G33B-1148
Data-driven prediction of present-day glacial isostatic adjustment in North America
Wednesday, 16 December 2015
Poster Hall (Moscone South)
Karen Simon, Delft University of Technology, Delft, 5612, Netherlands
Abstract:
Geodetic measurements are assimilated into an a priori model of present-day glacial isostatic adjustment (GIA) via least-squares inversion. The result is an updated GIA model wherein the final predicted signal is informed by both observational data with realistic errors, and prior knowledge (or intuition) of GIA inferred from models. This method has recently been implemented within a limited but growing number of GIA studies (e.g., Hill et al. 2010). The combination method allows calculation of the uncertainties of predicted GIA fields, and thus offers a significant advantage over predictions from purely forward GIA models. Here, we show the results of using the combination approach to predict present-day rates of GIA in North America. Both GPS-measured vertical land motion rates and GRACE-measured gravity observations are assimilated into the prior model. In order to assess the influence that each dataset has on the final GIA prediction, the vertical motion and gravimetry datasets are incorporated into the model first independently (i.e., one dataset only), then simultaneously. Similar to other studies, we find that the predicted model uncertainty decreases as the number of data incorporated increases.
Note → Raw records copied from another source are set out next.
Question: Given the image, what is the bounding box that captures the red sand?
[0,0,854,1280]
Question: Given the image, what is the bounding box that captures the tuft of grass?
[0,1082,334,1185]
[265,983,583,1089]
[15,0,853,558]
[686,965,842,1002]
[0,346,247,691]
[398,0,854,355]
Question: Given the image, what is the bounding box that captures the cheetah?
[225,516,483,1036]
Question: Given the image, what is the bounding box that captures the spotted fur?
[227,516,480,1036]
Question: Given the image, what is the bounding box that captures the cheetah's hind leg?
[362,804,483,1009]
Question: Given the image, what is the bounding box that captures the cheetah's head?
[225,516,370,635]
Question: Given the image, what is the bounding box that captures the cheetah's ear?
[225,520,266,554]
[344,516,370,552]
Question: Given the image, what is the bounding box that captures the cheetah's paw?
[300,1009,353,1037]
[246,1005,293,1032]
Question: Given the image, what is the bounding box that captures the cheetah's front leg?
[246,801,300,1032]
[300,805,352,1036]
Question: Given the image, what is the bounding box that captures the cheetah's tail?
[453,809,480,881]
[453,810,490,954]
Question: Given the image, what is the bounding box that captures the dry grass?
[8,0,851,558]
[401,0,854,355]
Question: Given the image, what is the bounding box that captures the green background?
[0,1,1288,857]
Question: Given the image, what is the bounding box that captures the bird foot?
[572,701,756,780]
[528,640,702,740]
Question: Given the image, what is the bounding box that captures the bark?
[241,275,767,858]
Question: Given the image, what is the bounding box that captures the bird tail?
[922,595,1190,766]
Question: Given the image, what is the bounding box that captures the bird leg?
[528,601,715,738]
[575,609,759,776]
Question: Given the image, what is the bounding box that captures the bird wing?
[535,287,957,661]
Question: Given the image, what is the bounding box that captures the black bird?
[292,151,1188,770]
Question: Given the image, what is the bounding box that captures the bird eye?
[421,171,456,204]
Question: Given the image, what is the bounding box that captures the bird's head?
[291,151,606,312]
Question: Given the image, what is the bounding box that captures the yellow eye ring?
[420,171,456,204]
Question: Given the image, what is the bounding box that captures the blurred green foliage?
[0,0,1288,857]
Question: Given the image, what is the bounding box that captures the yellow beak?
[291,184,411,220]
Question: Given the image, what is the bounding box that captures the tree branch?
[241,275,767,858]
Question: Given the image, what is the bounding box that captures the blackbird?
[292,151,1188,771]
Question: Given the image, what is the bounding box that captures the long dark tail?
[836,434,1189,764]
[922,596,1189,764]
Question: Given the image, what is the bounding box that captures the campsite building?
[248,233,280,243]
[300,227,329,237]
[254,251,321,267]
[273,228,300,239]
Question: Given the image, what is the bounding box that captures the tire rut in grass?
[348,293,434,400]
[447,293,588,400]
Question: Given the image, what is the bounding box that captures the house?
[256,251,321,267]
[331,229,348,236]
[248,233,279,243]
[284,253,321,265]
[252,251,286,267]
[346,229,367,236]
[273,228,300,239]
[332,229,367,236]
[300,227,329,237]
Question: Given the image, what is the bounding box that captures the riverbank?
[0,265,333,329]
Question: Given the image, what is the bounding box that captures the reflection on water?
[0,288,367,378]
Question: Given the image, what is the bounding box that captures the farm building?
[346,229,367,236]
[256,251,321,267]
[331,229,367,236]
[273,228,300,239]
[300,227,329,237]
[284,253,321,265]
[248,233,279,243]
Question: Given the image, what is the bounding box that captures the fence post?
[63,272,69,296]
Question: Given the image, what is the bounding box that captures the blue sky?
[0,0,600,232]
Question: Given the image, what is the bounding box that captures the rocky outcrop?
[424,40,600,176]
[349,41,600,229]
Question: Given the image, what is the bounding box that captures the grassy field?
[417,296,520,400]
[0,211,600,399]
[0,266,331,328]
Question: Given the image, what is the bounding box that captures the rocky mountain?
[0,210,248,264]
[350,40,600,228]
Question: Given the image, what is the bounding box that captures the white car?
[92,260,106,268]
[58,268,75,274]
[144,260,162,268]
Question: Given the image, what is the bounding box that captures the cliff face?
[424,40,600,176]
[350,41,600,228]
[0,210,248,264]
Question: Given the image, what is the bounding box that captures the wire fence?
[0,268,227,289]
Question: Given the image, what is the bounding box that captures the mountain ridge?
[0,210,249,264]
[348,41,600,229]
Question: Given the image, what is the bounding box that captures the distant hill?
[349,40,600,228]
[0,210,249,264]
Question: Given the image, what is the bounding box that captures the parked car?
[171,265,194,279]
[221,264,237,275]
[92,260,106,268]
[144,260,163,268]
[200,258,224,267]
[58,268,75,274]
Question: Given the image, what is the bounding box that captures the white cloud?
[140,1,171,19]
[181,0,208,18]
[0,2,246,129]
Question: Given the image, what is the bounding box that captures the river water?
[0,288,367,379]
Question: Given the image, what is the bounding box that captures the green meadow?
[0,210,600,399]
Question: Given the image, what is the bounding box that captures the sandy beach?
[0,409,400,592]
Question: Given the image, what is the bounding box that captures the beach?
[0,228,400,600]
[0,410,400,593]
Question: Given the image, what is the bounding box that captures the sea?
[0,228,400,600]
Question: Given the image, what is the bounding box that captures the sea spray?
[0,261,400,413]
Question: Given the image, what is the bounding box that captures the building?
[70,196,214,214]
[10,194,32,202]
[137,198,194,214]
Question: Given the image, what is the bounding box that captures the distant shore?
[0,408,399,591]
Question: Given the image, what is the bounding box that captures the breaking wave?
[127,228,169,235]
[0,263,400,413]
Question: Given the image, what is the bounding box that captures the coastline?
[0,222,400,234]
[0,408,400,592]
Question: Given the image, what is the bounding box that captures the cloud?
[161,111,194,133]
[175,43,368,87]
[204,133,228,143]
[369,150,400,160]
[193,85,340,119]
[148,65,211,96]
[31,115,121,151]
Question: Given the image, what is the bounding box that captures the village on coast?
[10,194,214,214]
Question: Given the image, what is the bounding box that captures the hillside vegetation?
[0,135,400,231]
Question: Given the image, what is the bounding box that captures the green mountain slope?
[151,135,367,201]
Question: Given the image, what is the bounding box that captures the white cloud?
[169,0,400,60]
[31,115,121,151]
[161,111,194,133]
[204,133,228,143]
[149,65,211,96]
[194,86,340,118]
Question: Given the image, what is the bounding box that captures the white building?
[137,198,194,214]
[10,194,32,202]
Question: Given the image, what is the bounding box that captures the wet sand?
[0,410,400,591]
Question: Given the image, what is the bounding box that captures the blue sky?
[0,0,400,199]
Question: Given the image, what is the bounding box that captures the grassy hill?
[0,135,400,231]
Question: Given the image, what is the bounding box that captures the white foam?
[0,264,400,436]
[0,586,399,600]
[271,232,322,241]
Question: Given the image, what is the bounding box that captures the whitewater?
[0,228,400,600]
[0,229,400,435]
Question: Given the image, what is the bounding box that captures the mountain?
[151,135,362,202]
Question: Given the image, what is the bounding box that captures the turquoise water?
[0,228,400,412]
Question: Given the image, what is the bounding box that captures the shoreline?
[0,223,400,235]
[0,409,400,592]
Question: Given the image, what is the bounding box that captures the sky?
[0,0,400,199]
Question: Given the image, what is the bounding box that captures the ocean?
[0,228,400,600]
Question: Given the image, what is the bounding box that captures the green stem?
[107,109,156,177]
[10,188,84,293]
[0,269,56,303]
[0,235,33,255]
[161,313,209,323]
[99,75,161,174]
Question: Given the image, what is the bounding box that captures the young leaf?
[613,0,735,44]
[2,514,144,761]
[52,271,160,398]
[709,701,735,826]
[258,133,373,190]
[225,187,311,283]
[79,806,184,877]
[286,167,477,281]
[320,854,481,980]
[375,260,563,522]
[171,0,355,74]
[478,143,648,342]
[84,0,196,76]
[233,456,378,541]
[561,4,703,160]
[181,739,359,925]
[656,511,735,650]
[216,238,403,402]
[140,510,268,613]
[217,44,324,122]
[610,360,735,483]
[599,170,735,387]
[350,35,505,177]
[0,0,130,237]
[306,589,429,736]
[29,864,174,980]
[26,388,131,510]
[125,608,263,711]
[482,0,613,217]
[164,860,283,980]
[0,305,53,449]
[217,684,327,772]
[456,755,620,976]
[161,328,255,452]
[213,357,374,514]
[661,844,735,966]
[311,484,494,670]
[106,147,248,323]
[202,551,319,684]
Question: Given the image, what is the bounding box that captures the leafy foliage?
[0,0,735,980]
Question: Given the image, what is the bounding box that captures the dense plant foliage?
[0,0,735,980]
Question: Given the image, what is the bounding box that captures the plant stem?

Because the a priori GIA model and its associated covariance are developed by averaging predictions from a suite of forward models that varies aspects of the Earth rheology and ice sheet history, the final GIA model is not independent of forward model predictions. However, we examine in detail the effect of using different representations of the input model covariance in order to determine the sensitivity of the final model result to the prior GIA model information. Along parts of the North American coastline, improved predictions of the long-term (kyr-scale) GIA response and its uncertainty at present-day allows better constraint of both the magnitude and uncertainty of the component of measured present-day sea-level change that is attributable to shorter-term forcing.